Interesting Facts About Jasmine

Sunday, May 31, 2009

  • Jasmine flower and the essential oil extracted from the flower are being used extensively in cosmetics and perfumery, and as a calmative (relaxing properties, sedative) and aphrodisiac (intensifies sexual desire).

  • Jasmine is a very popular flower around the world, especially in tropics because of its unique fragrance. The Jasmine is native to tropical and warm temperate regions of the old world.

  • Jasmine flowers are white in most species, with some species being yellow flowered. Jasmine is believed to have originated in the Himalayas in western China.

  • Unlike most genera in the Oleceae family, which have four corolla lobes petals, Jasmines often have five or six lobes. Jasmines are often strongly and sweetly scented. Jasmine is widely cultivated for its shining leaves and beautiful clusters of fragrant flowers.

  • Flowering in Jasmines takes place in summer or spring, usally six months after planting. The Jasmine flower releases its fragrance at night after the sun has set and especially when the moon is waxing towards fullness. Jasmine flower buds are more fragrant than the flowers.

  • There exists a true Jasmine and a false Jasmine, and the two are commonly mistaken for each other because of the fragrance the plants release. The true Jsmine belongs to the family Oleaceae, is primarily a bushy shrub or climbing vine, and is non-poisonous.

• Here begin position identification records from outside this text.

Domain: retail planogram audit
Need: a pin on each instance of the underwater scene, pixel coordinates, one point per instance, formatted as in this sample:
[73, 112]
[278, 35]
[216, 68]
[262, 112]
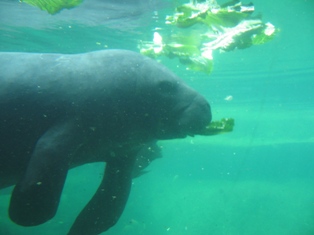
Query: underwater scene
[253, 63]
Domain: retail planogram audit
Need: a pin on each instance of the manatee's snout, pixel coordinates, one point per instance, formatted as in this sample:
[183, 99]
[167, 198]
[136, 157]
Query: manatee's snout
[196, 117]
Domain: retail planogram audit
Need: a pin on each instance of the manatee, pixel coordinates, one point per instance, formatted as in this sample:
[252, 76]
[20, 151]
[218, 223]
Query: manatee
[60, 111]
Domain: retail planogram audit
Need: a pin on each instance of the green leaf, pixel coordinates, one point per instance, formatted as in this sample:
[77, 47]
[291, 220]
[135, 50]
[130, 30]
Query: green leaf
[53, 6]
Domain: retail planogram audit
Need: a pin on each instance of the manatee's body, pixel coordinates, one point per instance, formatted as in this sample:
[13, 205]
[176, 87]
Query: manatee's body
[61, 111]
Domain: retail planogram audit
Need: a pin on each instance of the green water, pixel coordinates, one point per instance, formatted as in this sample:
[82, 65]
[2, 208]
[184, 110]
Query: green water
[258, 180]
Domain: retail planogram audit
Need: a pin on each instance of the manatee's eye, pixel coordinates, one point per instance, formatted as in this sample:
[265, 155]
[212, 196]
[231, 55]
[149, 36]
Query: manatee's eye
[167, 86]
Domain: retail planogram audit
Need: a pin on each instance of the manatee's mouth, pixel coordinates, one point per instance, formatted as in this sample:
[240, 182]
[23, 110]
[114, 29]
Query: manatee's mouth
[189, 120]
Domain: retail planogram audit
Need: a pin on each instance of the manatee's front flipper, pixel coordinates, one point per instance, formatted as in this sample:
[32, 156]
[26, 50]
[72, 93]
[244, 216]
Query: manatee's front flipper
[36, 196]
[107, 205]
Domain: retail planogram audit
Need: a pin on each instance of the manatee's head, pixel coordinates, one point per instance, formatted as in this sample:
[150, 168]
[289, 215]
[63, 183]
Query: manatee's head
[184, 112]
[180, 111]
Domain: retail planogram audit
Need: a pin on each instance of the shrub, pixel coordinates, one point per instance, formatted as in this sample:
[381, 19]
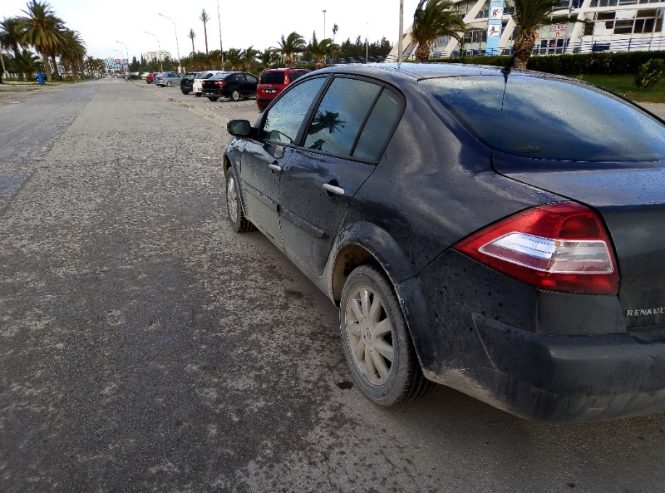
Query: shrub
[649, 73]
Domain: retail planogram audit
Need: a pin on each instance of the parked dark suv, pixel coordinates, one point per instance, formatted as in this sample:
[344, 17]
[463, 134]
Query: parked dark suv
[187, 82]
[234, 85]
[273, 81]
[499, 232]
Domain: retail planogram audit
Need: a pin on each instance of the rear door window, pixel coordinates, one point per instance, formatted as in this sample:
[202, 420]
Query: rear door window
[340, 115]
[551, 119]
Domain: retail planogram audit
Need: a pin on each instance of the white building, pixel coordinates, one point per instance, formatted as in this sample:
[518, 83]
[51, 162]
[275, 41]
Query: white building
[578, 26]
[158, 56]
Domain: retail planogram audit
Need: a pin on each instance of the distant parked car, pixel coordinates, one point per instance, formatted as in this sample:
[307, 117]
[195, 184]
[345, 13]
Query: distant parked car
[234, 85]
[200, 77]
[187, 82]
[169, 79]
[273, 81]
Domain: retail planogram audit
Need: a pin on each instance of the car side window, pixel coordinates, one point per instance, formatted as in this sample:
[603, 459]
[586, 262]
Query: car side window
[379, 127]
[283, 120]
[340, 115]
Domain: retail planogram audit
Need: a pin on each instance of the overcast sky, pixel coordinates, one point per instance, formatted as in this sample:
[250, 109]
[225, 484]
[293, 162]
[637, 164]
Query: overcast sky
[244, 22]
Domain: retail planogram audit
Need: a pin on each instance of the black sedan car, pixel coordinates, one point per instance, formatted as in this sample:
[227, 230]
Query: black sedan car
[497, 232]
[234, 85]
[187, 82]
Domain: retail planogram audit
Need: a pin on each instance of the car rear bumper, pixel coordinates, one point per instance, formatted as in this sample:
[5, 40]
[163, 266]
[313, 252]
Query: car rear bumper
[563, 378]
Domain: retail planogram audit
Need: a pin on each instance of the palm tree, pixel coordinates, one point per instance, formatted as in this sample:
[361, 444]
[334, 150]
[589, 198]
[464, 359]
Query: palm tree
[319, 50]
[294, 43]
[432, 19]
[234, 58]
[43, 30]
[11, 32]
[192, 35]
[205, 18]
[72, 52]
[529, 16]
[249, 56]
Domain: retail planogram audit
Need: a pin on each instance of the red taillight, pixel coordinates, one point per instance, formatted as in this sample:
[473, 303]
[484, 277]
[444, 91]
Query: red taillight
[557, 247]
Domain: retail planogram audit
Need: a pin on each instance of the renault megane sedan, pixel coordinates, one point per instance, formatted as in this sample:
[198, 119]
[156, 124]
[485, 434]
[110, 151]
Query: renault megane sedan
[499, 232]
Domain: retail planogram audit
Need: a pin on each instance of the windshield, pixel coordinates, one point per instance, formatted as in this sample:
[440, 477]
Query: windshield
[550, 119]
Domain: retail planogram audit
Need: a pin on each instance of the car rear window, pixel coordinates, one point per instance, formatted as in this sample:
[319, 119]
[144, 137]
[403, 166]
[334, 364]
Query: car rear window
[550, 119]
[272, 78]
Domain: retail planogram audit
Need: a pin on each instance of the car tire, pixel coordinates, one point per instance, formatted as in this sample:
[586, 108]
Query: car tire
[235, 213]
[373, 330]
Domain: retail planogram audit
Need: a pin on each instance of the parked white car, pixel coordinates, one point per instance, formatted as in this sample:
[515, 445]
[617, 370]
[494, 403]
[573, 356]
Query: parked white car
[200, 77]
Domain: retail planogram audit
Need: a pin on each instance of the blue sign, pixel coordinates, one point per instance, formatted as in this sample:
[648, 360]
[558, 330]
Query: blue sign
[494, 27]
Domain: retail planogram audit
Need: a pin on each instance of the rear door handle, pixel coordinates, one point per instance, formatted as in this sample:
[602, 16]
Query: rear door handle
[335, 190]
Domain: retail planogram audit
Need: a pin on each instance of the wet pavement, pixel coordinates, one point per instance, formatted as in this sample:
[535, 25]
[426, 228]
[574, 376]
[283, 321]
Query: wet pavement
[146, 347]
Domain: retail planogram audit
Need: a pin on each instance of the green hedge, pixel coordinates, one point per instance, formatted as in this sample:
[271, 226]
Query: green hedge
[588, 63]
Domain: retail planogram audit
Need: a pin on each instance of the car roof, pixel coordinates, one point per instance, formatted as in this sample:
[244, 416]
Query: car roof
[419, 71]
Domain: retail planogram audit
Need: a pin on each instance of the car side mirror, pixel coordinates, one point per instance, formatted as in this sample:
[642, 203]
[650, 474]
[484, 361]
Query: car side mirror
[239, 128]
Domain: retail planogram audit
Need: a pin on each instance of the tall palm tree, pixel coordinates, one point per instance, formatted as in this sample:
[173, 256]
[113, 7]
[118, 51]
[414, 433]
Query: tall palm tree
[43, 30]
[205, 18]
[72, 52]
[529, 16]
[11, 32]
[191, 36]
[234, 58]
[294, 43]
[432, 19]
[249, 56]
[319, 50]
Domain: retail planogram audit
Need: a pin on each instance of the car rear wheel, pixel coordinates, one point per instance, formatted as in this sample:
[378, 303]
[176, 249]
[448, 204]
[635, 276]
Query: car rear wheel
[376, 341]
[236, 215]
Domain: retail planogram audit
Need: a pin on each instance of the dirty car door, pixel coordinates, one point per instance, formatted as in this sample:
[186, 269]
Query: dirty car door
[265, 157]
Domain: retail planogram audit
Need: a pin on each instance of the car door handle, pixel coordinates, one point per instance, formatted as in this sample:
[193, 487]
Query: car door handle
[328, 187]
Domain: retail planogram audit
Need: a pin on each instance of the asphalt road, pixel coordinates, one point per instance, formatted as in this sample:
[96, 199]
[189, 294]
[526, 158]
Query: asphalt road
[144, 346]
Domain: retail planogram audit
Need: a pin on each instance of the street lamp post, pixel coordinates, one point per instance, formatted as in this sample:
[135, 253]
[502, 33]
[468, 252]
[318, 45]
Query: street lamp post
[126, 52]
[177, 46]
[159, 48]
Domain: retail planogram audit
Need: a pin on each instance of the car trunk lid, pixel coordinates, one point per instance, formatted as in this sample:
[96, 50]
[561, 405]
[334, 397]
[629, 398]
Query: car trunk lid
[630, 197]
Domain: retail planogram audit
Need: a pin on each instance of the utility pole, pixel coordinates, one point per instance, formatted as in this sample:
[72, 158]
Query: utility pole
[400, 48]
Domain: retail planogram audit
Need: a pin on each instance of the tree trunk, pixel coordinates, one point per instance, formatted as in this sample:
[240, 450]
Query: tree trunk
[523, 47]
[205, 35]
[47, 67]
[422, 52]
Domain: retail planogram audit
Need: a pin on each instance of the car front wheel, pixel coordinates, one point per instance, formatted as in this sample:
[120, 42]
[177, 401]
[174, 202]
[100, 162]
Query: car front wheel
[376, 341]
[236, 215]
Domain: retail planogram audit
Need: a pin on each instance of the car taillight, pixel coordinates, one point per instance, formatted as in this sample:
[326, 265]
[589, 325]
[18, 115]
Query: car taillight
[557, 247]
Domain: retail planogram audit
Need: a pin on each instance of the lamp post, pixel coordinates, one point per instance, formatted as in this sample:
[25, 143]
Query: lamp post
[175, 30]
[159, 47]
[126, 52]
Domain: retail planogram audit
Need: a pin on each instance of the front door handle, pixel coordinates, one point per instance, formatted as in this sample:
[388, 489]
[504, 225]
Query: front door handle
[334, 189]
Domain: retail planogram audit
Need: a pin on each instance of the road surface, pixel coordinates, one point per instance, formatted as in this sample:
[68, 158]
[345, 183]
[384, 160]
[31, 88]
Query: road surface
[144, 346]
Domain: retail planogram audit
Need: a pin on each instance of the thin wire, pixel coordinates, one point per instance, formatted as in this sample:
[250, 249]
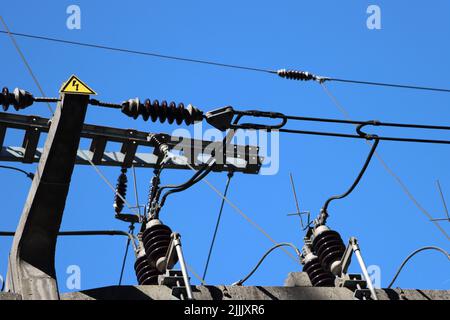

  • True Jasmine has oval, shiny leaves and tubular, waxy-white flowers. The false Jasmine, on the other hand, is in a completely different genus, Gelsemium, and family, Loganiaceae, is considered too poisonous for human consumption.

  • Jasmine shrubs reache to a height of 10-15 feet, growing approximately 12-24 inches per year.

  • Jasmine leaves are either evergreen or deciduous.

  • A Jasmine leaf is arranged in opposite in most species, leaf shape is simple, trifoliate or pinnate with 5-9 leaflets, each up to two and half inches long.

  • The Jasmine stems are slender, trailing, green, glaborous, angled, almost 4-sided.

  • Most of the Jasmine species bear white flowers, which are about 1 inch in size.

  • Jasmine oil, which is a very popular fragrant oil, contains benzyl acetate, terpinol, jasmone, benzyl benzoate, linalool, several alcohols, and other compounds.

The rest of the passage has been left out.